CARRIZO SPRINGS, Texas -- The Latest on unaccompanied immigrant children in government custody (all times local):
U.S. Customs and Border Protection says only 200 unaccompanied immigrant children remain in Border Patrol custody. That's compared to up to 2,700 children the agency had last month.
Children who travel to the U.S. alone or who arrive with relatives who aren't parents or legal guardians are considered unaccompanied minors. They are supposed to be turned over within 72 hours to the U.S. Health and Human Services Department, which contracts with shelters. HHS then releases the children to a vetted sponsor, usually a relative.
But a spike in the number of unaccompanied kids and a delay in HHS picking them up resulted in children languishing in overcrowded Border Patrol facilities for weeks.
The agency says HHS has been able to pick up kids from CBP custody much more quickly since getting more funding.

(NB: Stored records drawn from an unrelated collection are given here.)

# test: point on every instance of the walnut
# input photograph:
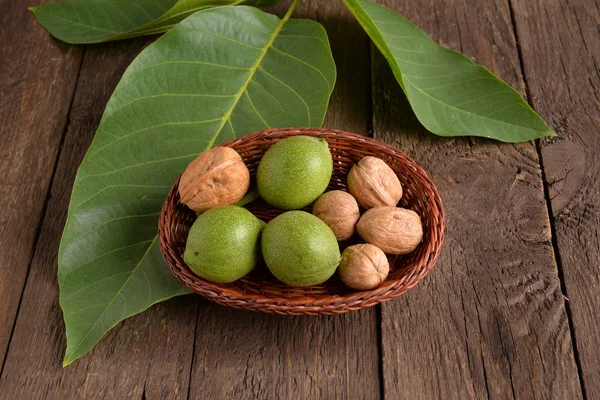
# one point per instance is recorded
(374, 183)
(363, 266)
(339, 211)
(216, 177)
(394, 230)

HHS has not responded to a request for comment.
A former oilfield worker camp off a dirt road in rural Texas has become the U.S. government's newest holding center for detaining migrant children after they leave Border Patrol stations.
Inside the wire fence that encircles the site in Carrizo Springs are soccer fields, a giant air-conditioned tent that serves as a dining hall, and trailers that are used as dorms and classrooms.
The Department of Health and Human Services says about 225 children are being held at the site.
HHS says it needs the space to move children out of Border Patrol stations, where complaints of overcrowding and filthy conditions have sparked a worldwide outcry.